That did it. The men plunged wildly about, not knowing whom to search first. Their hands grappled, they cried out, and Mark watched them in contempt.
Johnson fell back, feeling in his jacket. "All right," he said. "We might as well have it over now! Here, you, Smith."
And he shot Smith through the chest. Smith fell. The other men yelled. They broke apart. Johnson aimed and fired twice more.
"Stop!" cried Mark.
New York soared up around them, out of rock and cave and sky. Sun glinted on high towers. The elevated thundered; tugs blew in the harbor. The green lady stared across the bay, a torch in her hand.
"Look, you fools!" said Mark. Central Park broke out constellations of spring blossoms. The wind blew fresh-cut lawn smells over them in a wave.
And in the center of New York, bewildered, the men stumbled. Johnson fired his gun three times more. Saul ran forward. He crashed against Johnson, bore him down, wrenched the gun away. It fired again.
The men stopped milling.
They stood. Saul lay across Johnson. They ceased struggling.
There was a terrible silence. The men stood watching. New York sank down into the sea. With a hissing, bubbling, sighing; with a cry of ruined metal and old time, the great structures leaned, warped, flowed, collapsed.
Mark stood among the buildings.

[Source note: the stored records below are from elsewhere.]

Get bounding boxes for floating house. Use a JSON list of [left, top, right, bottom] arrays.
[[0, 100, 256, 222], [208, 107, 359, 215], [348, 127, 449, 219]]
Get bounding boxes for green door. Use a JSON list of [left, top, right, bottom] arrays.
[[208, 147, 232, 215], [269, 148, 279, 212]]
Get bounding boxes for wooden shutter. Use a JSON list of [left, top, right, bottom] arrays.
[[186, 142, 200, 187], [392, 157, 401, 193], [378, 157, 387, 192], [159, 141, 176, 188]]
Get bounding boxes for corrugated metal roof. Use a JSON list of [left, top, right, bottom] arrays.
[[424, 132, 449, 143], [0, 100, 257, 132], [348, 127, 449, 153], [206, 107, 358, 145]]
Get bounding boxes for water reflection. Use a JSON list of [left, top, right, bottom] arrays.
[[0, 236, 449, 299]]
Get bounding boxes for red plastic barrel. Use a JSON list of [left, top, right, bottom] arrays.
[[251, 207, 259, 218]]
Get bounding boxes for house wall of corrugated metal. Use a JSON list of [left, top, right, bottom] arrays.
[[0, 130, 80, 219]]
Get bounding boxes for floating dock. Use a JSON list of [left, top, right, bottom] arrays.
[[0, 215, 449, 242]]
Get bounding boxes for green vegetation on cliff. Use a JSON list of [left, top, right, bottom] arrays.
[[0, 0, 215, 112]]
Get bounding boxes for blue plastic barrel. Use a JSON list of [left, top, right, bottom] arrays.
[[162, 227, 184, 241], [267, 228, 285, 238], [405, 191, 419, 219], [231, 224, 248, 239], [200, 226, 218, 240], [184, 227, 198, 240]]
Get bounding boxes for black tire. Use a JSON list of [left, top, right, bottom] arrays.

Then, like a building, a neat red hole drilled into his chest, wordless, he fell.
Saul lay staring at the men, at the body.
He got up, the gun in his hand.
Johnson did not move--was afraid to move.
They all shut their eyes and opened them again, thinking that by so doing they might reanimate the man who lay before them.
The cave was cold.
Saul stood up and looked, remotely, at the gun in his hand. He took it and threw it far out over the valley and did not watch it fall.
They looked down at the body as if they could not believe it. Saul bent down and took hold of the limp hand. "Leonard!" he said softly. "Leonard?" He shook the hand. "Leonard!"
Leonard Mark did not move. His eyes were shut; his chest had ceased going up and down. He was getting cold.
Saul got up. "We've killed him," he said, not looking at the men. His mouth was filling with a raw liquor now. "The only one we didn't want to kill, we killed." He put his shaking hand to his eyes. The other men stood waiting.
"Get a spade," said Saul. "Bury him." He turned away. "I'll have nothing to do with you."
Somebody walked off to find a spade.
Saul was so weak he couldn't move. His legs were grown into the earth, with roots feeding deep of loneliness and fear and the cold of the night. The fire had almost died out and now there was only the double moonlight riding over the blue mountains.
There was the sound of someone digging in the earth with a spade.
"We don't need him anyhow," said somebody, much too loudly.
The sound of digging went on. Saul walked off slowly and let himself slide down the side of a dark tree until he reached and was sitting blankly on the sand, his hands blindly in his lap.
Sleep, he thought. We'll all go to sleep now. We have that much, anyway. Go to sleep and try to dream of New York and all the rest.
He closed his eyes wearily, the blood gathering in his nose and his mouth and in his quivering eyes.
"How did he do it?" he asked in a tired voice. His head fell forward on his chest. "How did he bring New York up here and make us walk around in it? Lct's try. It shouldn't be too hard. Think! Think of New York," he whispered, falling down into sleep. "New York and Central Park and then Illinois in the spring, apple blossoms and green grass.
It didn't work. It wasn't the same. New York was gone and nothing he could do would bring it back. He would rise every morning and walk on the dead sea looking for it, and walk forever around Mars, looking for it, and never find it. And finally lie, too tired to walk, trying to find New York in his head, but not finding it.